The antagonist is a god-like evil which is devouring the universe simultaneously(?) across trillions of years of history.
Bear attempts to address the raised issues of quantum reality and causality merely by babbling cool-sounding made up words like "enigma-chron" and "lines of fate". This whole book is an "enigma-chron".
The creeping chaos consuming reality fortunately has gravity, soil, cities and a flow of events so that the characters can sojourn there. Maybe it's not so chaotic?
Fortunately for the botched storyline, housecats (yes, frikkin' housecats!) are immune to the chaos's effects, and devour the ultimate malign intelligence which turns out to be a small alien space-rat.
I SWEAR I'M NOT KIDDING!!
Don't waste your money on this one.
This book consists of a few morsels of science fiction floating in a gelid medium of jingoistic pap. The story follows recruits in the future marine corps, and the narrator grunts out the annoyingly saccharine "esprit" like he's an actual drill instructor. A little of this I could take, but the hours of political diatribes and melodramatic inner soliloquies are downright nauseating. The author actually says "Hoo-Rah" over and over (I think its a marine thing).
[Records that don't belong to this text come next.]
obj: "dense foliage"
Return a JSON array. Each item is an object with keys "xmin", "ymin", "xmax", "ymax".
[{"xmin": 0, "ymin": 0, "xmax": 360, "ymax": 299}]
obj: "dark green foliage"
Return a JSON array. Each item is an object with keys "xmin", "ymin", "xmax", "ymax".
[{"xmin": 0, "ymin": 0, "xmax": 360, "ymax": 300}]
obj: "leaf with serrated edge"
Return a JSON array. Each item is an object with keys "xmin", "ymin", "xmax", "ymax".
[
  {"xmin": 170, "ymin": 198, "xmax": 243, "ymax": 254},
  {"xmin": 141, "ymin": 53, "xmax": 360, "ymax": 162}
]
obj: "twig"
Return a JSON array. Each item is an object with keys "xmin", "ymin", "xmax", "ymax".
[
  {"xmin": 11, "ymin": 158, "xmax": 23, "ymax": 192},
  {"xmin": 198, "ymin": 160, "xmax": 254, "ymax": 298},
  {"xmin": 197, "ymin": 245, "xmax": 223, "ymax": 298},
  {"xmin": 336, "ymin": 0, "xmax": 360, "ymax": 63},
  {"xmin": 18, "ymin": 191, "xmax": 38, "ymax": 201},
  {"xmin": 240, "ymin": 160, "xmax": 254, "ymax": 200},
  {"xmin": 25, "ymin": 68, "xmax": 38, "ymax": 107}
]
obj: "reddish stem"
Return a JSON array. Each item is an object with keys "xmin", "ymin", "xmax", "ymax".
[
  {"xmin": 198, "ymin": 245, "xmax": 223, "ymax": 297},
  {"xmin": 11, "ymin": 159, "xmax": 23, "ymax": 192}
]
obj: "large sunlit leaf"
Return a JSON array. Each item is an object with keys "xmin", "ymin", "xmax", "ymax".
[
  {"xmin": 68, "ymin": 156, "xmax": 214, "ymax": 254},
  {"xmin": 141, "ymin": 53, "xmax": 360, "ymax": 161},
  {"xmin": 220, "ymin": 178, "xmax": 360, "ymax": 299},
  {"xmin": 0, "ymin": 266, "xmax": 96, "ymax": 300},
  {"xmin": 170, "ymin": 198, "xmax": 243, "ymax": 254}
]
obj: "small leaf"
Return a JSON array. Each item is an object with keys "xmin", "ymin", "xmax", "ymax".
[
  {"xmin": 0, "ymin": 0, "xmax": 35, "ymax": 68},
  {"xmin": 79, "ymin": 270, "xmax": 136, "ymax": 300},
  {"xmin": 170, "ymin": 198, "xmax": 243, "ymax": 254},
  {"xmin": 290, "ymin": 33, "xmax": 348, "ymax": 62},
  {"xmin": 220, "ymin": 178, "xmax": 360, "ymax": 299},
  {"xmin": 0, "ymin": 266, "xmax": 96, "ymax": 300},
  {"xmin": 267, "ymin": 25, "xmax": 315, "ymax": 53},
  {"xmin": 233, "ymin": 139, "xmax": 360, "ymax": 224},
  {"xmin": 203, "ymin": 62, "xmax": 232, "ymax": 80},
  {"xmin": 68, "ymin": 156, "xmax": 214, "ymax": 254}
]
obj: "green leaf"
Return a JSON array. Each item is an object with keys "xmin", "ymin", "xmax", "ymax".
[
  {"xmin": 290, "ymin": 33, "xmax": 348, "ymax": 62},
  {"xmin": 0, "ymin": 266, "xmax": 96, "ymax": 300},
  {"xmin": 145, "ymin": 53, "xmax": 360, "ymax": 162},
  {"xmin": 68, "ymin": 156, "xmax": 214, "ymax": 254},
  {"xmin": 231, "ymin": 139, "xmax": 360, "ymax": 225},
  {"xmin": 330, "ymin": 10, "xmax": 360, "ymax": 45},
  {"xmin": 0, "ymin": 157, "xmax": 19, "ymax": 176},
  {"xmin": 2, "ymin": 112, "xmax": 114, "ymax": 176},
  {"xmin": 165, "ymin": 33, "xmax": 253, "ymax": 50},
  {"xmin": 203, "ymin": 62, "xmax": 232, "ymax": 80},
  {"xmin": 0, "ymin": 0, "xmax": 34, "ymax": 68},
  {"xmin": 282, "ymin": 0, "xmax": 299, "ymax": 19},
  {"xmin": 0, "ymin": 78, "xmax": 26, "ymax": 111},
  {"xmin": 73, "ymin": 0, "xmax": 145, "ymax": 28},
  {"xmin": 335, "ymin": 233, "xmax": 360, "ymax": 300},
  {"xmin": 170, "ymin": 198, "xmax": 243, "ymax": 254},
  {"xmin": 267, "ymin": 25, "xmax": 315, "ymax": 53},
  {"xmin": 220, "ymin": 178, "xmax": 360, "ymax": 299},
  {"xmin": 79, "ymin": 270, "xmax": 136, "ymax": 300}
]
I admire the above average understanding of physics, but that's the only positive thing I have to say about this novel. The story is a blatant rip off of Saberhagen's berserkers and Heinlein's starship troopers, without the charm of either.
The Heechee alien race and artifacts are among the most interesting in science fiction. Inscrutable and fascinating, enticing with riches and threatening with danger, the Gateway asteroid embodies with eloquence mankind's questing nature.
I only wish the novel had focused more exclusively on the Heechee and not on one of the most unlikeable characters in modern fiction. The "Hero" Robinette Broadhead, is given an opportunity any red blooded human would die for: to plumb the galaxy's mysteries in an alien starship.
All he can do with this mighty gift, unfortunately, is drink till he pukes, beat his girlfriend, and sobbingly profess to his shrink that he equates love with having things stuck up his butt. Oh, Dear!
The plot was utterly pointless and meandering. None of the magic or fantastic happenings were ever explained. I also got really tired of the bad movie german accent of the main character.
Incredibly vivid, poetic, and brilliantly descriptive, Lynch's masterpiece paints a deeply rich and detailed world behind the reader's eyes. Humourous, exciting and visceral, this is one of those books that leaves you begging for more!
I found this book to be a meaningless and puerile soap opera, bereft of the original and rich concepts of Clarke's earlier work. The narration is very good overall, but unable to redeem a plotless, pandering cash cow.